A tragedy over a man highlights a problem.

An L & I worker takes down crime scene tape after a hit-and-run and a house fire on the 4400 block of Wingohocking St., in the Nicetown neighborhood of Philadelphia on April 17, 2015.  ( Yong Kim / Staff Photographer )
An L & I worker takes down crime scene tape after a hit-and-run and a house fire on the 4400 block of Wingohocking St., in the Nicetown neighborhood of Philadelphia on April 17, 2015. ( Yong Kim / Staff Photographer )Read more

THE DETAILS of an incident that left a Philadelphia woman maimed Friday were horrifying.

A 24-year-old woman was run over, allegedly by a 29-year-old romantic rival, and had to have part of her leg amputated.

In the chaos, her mother, who had been cooking when all hell broke loose in front of their Nicetown home, raced to help her daughter and left the food on the stove, and their home went up in flames.

A family lost their home, a woman lost part of her leg, and another was arrested on two counts of attempted murder and is now in jail.

And for what? A "man."

That's a term I'm using loosely because men in the middle of these "love" triangles aren't men. They're creeps. Losers unworthy of any woman's love, let alone ruining lives over.

But by all means, fellow females, let's continue to hand these fools our love, our power, and in one woman's case, her freedom.

There is a lot of talk these days of women knowing their worth, of leaning in, owning their place in the world. And that's fabulous, but incidents like this show some women have been left behind in the national conversation on self-worth and respect.

Barely a week goes by when I'm not hearing some young woman on her cellphone or talking to friends about some bitch or ho trying to take her man.

A little bit of me dies every time I hear this nonsense. Some of it is adolescent noise - until it isn't. Like in Chicago last year, a Facebook fight over a boy led a 14-year-old girl to shoot and kill another 14-year-old girl. Like two years before that when a 10-year-old girl died after a brawl over a boy. Like when you Google "girls fight over boys" and hundreds of thousands of results come up on YouTube.

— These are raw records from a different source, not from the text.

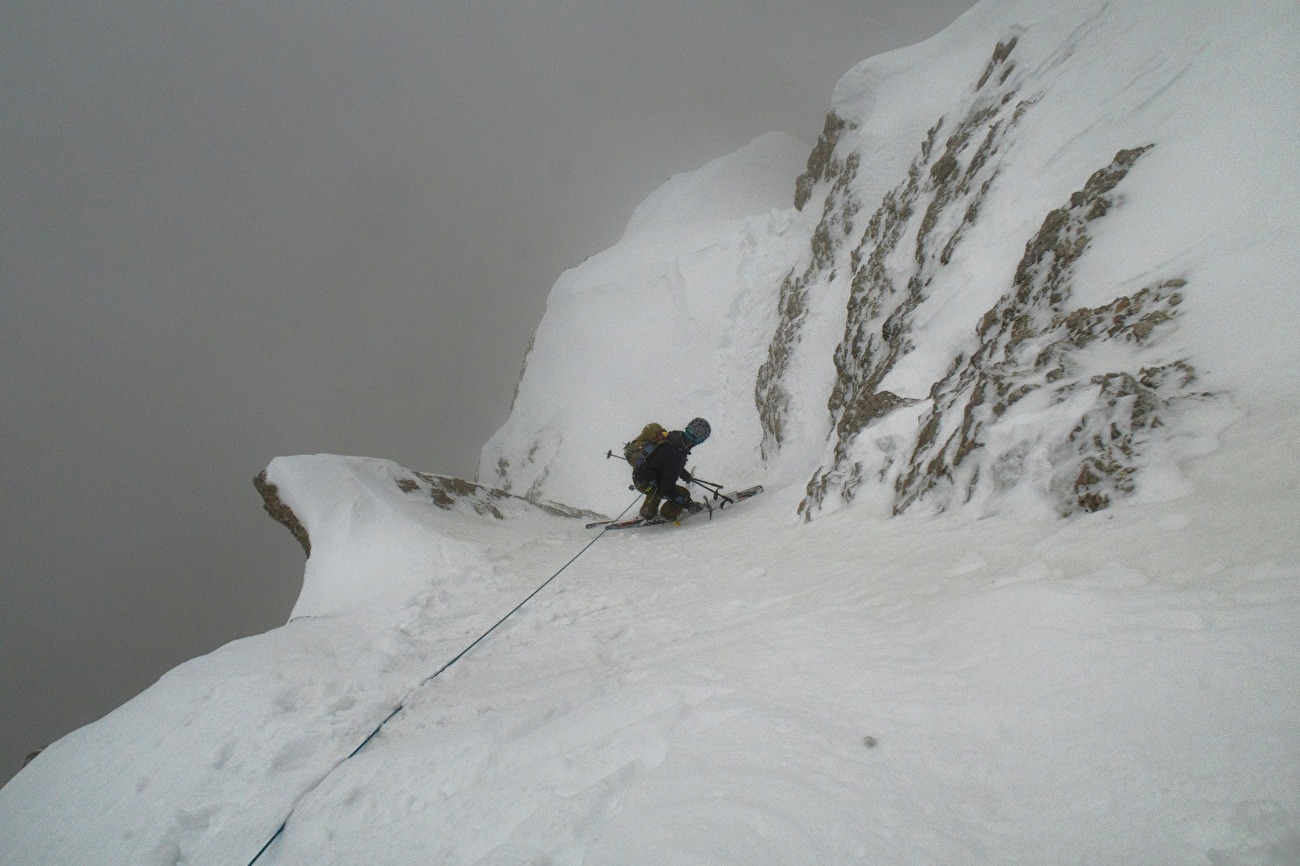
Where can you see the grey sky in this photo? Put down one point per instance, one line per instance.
(232, 230)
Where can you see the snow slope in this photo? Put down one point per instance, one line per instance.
(967, 679)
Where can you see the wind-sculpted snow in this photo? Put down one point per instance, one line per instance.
(354, 507)
(1025, 349)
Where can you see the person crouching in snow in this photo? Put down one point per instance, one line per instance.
(657, 476)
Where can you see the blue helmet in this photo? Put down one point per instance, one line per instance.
(697, 431)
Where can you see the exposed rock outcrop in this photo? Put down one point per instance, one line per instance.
(281, 512)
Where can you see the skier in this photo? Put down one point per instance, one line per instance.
(657, 476)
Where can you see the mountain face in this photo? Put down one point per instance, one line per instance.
(1010, 347)
(978, 293)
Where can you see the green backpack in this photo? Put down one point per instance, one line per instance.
(638, 449)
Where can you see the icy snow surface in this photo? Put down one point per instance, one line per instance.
(984, 684)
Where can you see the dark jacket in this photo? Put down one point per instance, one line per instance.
(664, 466)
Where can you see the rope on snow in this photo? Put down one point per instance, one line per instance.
(427, 680)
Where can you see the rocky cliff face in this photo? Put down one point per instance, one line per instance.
(1032, 351)
(1000, 281)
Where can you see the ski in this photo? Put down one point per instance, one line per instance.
(716, 502)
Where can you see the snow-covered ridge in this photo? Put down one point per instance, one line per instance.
(377, 533)
(995, 289)
(1022, 346)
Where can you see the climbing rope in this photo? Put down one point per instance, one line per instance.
(427, 680)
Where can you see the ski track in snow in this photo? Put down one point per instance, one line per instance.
(1023, 695)
(1121, 687)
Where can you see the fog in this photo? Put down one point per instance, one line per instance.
(237, 230)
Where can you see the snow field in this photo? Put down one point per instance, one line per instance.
(1117, 688)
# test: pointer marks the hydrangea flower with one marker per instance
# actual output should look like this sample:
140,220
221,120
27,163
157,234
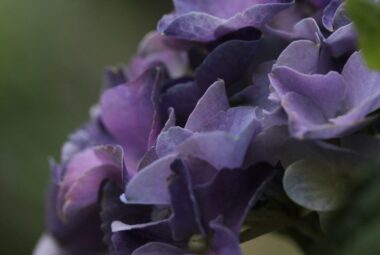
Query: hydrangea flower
227,126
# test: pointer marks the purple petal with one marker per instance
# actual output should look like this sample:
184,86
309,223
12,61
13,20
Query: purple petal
362,83
220,149
168,141
207,21
182,97
150,185
155,50
229,62
186,219
230,200
306,50
342,41
212,102
324,91
84,175
122,108
329,14
155,248
224,241
128,238
305,29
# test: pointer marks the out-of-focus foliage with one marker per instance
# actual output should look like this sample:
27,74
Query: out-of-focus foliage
366,16
52,56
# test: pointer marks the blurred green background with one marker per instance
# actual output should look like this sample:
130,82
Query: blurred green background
52,54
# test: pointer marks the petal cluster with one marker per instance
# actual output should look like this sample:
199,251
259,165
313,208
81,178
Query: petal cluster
237,111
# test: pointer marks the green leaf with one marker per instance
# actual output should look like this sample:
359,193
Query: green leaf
318,185
366,17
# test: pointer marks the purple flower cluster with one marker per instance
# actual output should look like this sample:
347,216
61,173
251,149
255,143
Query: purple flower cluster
231,101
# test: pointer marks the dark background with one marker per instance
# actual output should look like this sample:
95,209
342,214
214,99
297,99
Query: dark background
52,54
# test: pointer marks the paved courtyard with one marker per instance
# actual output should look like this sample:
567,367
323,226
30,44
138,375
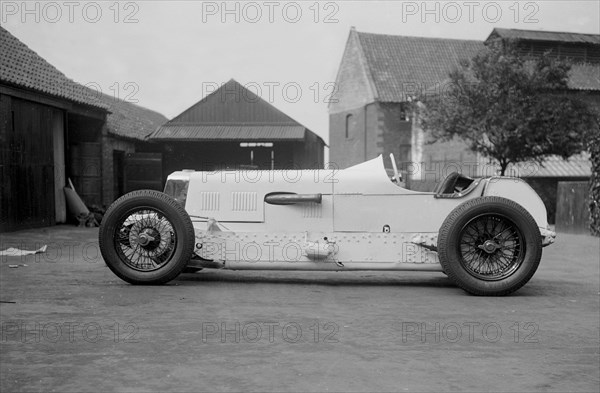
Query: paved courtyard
69,325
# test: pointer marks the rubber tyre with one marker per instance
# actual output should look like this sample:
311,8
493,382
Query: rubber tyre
173,211
449,245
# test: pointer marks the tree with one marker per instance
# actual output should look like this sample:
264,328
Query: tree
509,108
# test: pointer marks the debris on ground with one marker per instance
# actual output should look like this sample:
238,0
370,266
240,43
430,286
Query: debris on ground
16,252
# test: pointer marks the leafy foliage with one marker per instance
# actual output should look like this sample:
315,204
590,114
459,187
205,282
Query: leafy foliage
509,108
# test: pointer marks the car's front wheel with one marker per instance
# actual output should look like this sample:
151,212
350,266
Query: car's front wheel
490,246
146,237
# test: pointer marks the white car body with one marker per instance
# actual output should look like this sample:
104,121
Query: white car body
350,219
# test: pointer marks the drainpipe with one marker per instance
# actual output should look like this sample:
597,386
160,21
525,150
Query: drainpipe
366,131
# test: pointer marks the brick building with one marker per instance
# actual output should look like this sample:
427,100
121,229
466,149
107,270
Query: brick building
53,129
380,74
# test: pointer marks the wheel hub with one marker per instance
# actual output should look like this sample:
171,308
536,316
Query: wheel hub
148,237
489,246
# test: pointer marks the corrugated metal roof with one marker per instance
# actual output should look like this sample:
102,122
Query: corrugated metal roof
554,166
129,120
258,133
401,65
21,66
537,35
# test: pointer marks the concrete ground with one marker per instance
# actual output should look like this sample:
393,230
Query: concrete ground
68,324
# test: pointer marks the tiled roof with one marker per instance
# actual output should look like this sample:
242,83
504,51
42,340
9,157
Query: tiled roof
537,35
254,133
554,166
129,120
231,113
584,77
22,67
401,66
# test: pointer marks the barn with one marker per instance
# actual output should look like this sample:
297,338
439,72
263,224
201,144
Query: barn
53,129
380,74
233,128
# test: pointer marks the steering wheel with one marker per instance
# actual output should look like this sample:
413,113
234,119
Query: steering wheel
396,174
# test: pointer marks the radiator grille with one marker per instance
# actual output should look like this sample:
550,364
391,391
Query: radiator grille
244,201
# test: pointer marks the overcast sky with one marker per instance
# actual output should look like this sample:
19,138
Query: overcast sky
168,54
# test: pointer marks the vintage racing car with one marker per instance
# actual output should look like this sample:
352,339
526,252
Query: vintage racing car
486,234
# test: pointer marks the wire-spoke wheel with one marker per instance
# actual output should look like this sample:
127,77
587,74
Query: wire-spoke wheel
489,246
146,237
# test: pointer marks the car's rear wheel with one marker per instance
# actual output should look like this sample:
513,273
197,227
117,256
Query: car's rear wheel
146,237
490,246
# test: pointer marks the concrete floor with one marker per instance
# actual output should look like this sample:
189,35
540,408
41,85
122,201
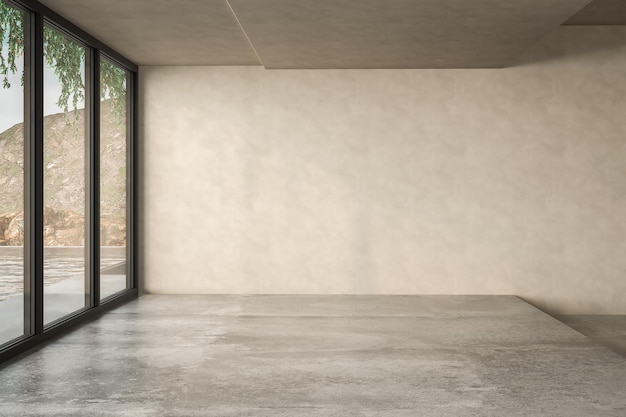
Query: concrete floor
319,356
609,331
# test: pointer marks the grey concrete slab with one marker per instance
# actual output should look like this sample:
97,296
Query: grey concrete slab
319,356
607,330
304,34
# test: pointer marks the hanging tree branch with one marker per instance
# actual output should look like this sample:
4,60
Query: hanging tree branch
65,56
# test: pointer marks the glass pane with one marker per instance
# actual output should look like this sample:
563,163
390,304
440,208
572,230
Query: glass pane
65,173
11,173
113,180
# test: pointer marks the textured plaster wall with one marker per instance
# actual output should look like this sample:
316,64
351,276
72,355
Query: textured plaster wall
393,181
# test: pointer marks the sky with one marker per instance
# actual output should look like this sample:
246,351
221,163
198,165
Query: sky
12,99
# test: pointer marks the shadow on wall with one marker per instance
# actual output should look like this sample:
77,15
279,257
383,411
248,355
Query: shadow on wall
599,41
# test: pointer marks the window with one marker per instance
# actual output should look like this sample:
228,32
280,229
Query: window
66,144
114,133
67,109
12,282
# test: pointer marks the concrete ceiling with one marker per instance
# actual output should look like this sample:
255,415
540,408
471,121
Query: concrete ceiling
322,33
601,12
397,33
163,32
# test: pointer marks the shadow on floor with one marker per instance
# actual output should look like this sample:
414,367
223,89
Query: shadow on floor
607,330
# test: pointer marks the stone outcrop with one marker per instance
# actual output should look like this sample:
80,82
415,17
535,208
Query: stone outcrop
61,228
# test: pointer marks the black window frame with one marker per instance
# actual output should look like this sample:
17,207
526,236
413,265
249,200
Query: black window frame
37,15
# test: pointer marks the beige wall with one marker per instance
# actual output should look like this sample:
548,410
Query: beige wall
393,182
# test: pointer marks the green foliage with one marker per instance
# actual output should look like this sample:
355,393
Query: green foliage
65,56
11,30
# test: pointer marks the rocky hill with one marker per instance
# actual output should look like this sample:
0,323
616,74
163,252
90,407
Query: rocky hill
64,173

Too many young women are settling for less because they don't believe that they deserve more. Because they are growing up with no one telling or showing them different. Because somewhere along the line, they've turned to outsiders to determine their worth.

After President Obama announced the "My Brother's Keeper" program for young men of color, more than 1,000 women of color signed a letter calling for gender equality in the program. Why? Because young women of color are living in the same households where these young men of color are struggling. Because without recognizing and tending to the girls' needs, any progress is temporary.

Because, as I've written in the past, women hold the key to their success and the success of their communities - if they only realized how much power they have. If we only helped them realize that power.

Alysia Lee, founder of the all-girls Sister Cities Girlchoir, said she thought of her girls as soon as she heard about the incident in Nicetown. Girls are bombarded with so much negativity these days, Lee said, from women fighting over men on reality television to women having to fend off unwanted comments from creeps on the streets.

"This issue comes up a lot in our conversations," she said. "And what is clear is that these young girls are in desperate need of support and encouragement."

A few years ago, Cheryl Ann Wadlington, executive director of the Evoluer House, a nonprofit organization that empowers girls, conducted a survey. A majority of the girls who took it wanted to look like Beyonce "because she had a big butt and blond hair . . . and that's what guys wanted."

Beyonce also said "Put a Ring on It," but not enough girls pay attention to that.

What that says about some of our young girls is depressing. What it says about the messages we're sending these girls should make us ashamed of ourselves.

"The issues young women face have always been invisible," Wadlington said. "It's only a matter of time before [they] explode."

Some of those issues exploded on a Nicetown street the other day.